Güncelleme Tarihi:
Hemen her yaş grubunda ortaya çıkabilen alerjik rinit (saman nezlesi) hastalığını 'toplumda sık görülen ve yaşam kalitesini olumsuz etkileyen bir rahatsızlık olarak tanımlayan Prof. Dr. Fikret Kasapoğlu, “Anamnez, yani öykü alındıktan sonra her hastaya teferruatlı fizik ve endoskopik muayene yapılması önemli. Alerjik rinitte nazal mukoza genellikle soluk, ödemli ve şişkin görünümdedir. Alerjik rinitte bunun yanında gözler altında koyu renkte alanlar (allergicshiners) gözlenir. Bunun yanında alerjik rinitli hastalarda konjonktivitin daha çok eşlik ettiği ve bu hastalarda astım ve atopik dermatit gibi diğer alerjik durumların da eşlik edebileceği akılda tutulmalıdır. Alerjeni saptamada ciltten yapılan ve kandan yapılan alerji testleri yapılabilmekte, kişinin korunması gerektiği etken ya da etkenler saptanabilmektedir. Eşlik eden yandaş problemler de varsa, bunların endoskopik muayenelerle saptanarak tedavi edilmesi, alerji tedavisinin de daha etkin olarak uygulanabilmesine yardımcı olmaktadır” dedi.

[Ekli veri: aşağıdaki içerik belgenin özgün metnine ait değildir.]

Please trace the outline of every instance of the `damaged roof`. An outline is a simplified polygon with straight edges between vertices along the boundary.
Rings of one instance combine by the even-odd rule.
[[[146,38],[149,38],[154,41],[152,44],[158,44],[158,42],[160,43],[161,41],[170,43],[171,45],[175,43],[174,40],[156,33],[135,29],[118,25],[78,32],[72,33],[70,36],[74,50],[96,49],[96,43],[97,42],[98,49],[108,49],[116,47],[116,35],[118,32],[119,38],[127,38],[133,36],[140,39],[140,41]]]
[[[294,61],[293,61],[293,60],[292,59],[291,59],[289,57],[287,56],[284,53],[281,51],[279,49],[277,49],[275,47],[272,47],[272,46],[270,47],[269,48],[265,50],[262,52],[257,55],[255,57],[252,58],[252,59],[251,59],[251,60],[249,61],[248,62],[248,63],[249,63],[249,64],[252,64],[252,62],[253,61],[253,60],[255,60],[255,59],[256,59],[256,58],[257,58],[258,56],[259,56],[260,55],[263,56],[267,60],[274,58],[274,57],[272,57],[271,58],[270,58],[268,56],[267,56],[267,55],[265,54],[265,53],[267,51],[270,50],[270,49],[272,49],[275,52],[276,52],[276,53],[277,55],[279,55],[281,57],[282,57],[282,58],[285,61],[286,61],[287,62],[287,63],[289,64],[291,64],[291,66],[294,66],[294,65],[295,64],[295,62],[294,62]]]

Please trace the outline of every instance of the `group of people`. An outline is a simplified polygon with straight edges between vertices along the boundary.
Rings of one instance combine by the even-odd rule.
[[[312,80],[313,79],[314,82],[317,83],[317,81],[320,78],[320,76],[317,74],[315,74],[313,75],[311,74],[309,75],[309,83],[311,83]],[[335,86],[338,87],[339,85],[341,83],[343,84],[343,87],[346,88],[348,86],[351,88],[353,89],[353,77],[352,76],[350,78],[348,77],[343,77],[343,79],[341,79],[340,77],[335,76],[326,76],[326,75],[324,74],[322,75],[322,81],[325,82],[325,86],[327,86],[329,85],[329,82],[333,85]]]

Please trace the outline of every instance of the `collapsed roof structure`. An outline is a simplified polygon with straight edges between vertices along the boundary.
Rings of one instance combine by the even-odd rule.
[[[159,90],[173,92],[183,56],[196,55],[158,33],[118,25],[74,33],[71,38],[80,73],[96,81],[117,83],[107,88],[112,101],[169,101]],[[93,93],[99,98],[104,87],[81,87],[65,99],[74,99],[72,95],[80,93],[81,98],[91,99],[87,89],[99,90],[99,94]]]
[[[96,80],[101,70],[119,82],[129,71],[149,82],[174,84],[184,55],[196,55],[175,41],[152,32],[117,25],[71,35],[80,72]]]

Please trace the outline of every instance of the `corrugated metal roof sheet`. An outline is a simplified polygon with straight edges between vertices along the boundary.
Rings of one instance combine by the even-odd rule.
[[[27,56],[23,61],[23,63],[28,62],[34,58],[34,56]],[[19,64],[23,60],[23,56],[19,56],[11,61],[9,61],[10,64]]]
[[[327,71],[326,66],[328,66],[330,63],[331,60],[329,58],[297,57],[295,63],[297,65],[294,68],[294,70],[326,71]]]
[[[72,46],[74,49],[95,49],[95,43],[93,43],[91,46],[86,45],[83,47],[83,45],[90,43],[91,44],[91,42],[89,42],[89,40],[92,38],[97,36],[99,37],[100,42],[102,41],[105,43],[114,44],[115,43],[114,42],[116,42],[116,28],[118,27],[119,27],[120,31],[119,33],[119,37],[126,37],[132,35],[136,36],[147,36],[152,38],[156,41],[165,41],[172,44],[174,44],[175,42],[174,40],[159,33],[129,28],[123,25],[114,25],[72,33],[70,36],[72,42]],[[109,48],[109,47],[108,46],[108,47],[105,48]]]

Gözardı edilmesi durumunda alt solunum yolu problemlerine neden olabilir
Tedavide ilk önceliğin alerjenlerden korunma olduğunu belirten Kasapoğlu, "Mevsimsel ya da yıl boyu olması özelliklerine göre hastalara önerilerde bulunulmakta ve uygun medikal tedaviler düzenlenmektedir. Medikal tedaviler yanında cerrahi olarak burun etlerinin radyofrekans yöntemleriyle küçültülmesi ve gerekli durumda eşlik eden anatomik deformitelerin düzeltilmesi alerjik rinit tedavisinin başarısını artırmaktadır. Alerjik rinitin gözardı edilmesi durumunda astım gibi daha ciddi alt solunum yolu problemleri gelişebileceği unutulmamalıdır’’ diye konuştu.